"Big Injun mought git shot, ef he don't behave hisself."
"Ugh!"
"You kin leave," repeated Kit, significantly, as he raised his rifle.
"No go," howled the Indian, though he retreated a few paces, and plainly did not like Kit's cool and stiff manner. "White man pappoose steal um hosses, and burn Injun."
The speaker stooped down, drew aside his tattered leggin, and pointed to a huge blister on his leg, made by the fire into which he had rolled in his drunken frenzy. Then he pointed to me, and as he did so, his bloodshot eyes lighted up with rage and malice. I understood him to charge me with the infliction of the injury upon his leg. Since both of the thieves were so very drunk when we were at their camp, I did not at first see how they had been made aware of my presence. They did not seem to see me, and I concluded that they had identified me in the morning by the smallness of my track in the soft soil.

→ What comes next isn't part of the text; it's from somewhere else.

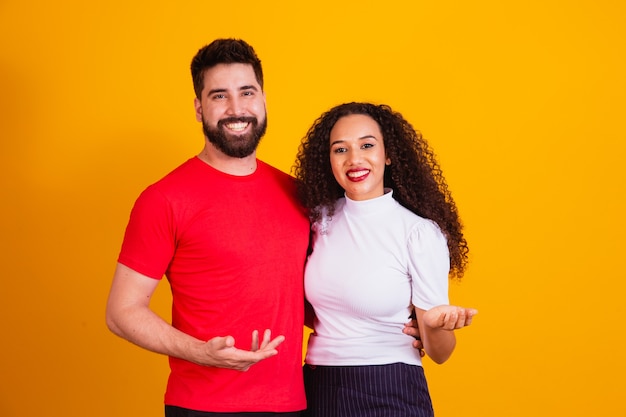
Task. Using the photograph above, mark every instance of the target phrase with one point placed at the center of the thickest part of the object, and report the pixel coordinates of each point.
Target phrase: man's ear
(197, 104)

They could not have known what transpired in their fury, but probably reasoned that, as I had been there, and taken the horses, I had burned their legs also.
The Indians' Horses returned to their Owners.
Page 47.
"I did not do it," I protested, hardly able to restrain a laugh, as I recalled the ludicrous scene of the night, before at the camp fire.
I explained how the Indian had burned himself.
"Pay Injun damage," added the injured thief.